Secondly, there is the matter of speed. Communication now travels at a very fast pace, especially in the world of online communities and subcultures. The production of images is necessarily fast and unrefined because there is the need to stay in the flow of the conversation with the right timing. Sometimes, there is not even time to take care of the packaging, as we want to send a message in an immediate way, as quickly as possible.
This brings us to memetics, which you have described as a “virus of the mind”. How does the grammar of memes work?
In these processes, it almost never matters where the image comes from, they are all just potential vehicles for communication. An image can also be completely de-signified and re-signified in a new key. Images are images, and they can be manipulated in any way without any qualms or respect for their content. Regardless of what the source of the image is, it can be turned into a template to say anything. This happens even with the most serious images, which should somehow remain, according to our old worldview, bound in the world of sometimes politics, sometimes art, sometimes religion.
The more an event is considered weird, anomalous, the more attention it catches. Images are sometimes used metaphorically to express feelings and worldviews. Sometimes you see an image referring to an important historical event, perhaps one that has social and political implications, but it is used as a template to say something else. It is part of that anarchic attitude to use any material to say something. It is a disrespectful, totally anarchic attitude.
What about the role of technology?
It is certainly not neutral.
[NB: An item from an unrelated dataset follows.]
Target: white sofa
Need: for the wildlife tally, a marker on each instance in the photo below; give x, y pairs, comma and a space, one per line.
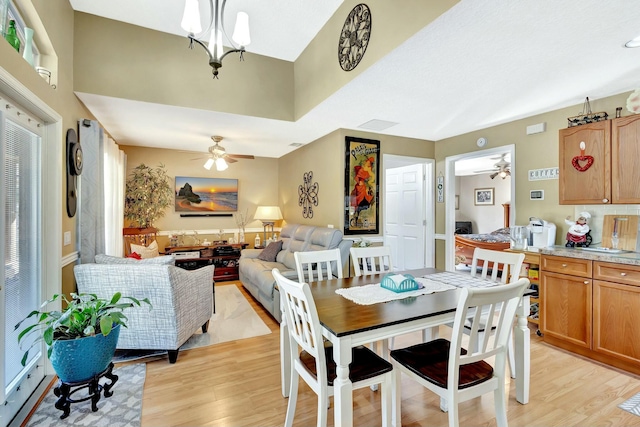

But I think what comes out is the humanity behind these devices: a need to communicate, to establish connections between people, to find fellowship even between people who are far apart in space and more. There are thousands of machines and eyes on the world that are independent of the human eye, images that machines create, and other machines try to interpret.
In addition to the concept of art, it is precisely the concept of reality that has changed.
Even when it comes to the love of nonsense, of the strange and surreal, even that is a fairly clear testimony to giving visible form to a world that has lost its sense. Take Surreal Cake as an example, a meme that questioned the very nature of the world. The American website Buzzfeed had posted a video of a cake artist struggling with a series of objects, which in reality were nothing more than hyper-realistic cakes. This video went viral and lead to a long sequence of surreal memes. Is what we see really what we see, or are we being deceived? These are philosophical memes reflecting on the nature of reality itself, and it is no coincidence that this trend took off in 2020, a time when people were faced with an almost dystopian reality. We live in a time when it is very difficult to understand the veracity of things, and memetics often takes on very deep reflections on the very meaning of reality, even if they are found in the template of humour.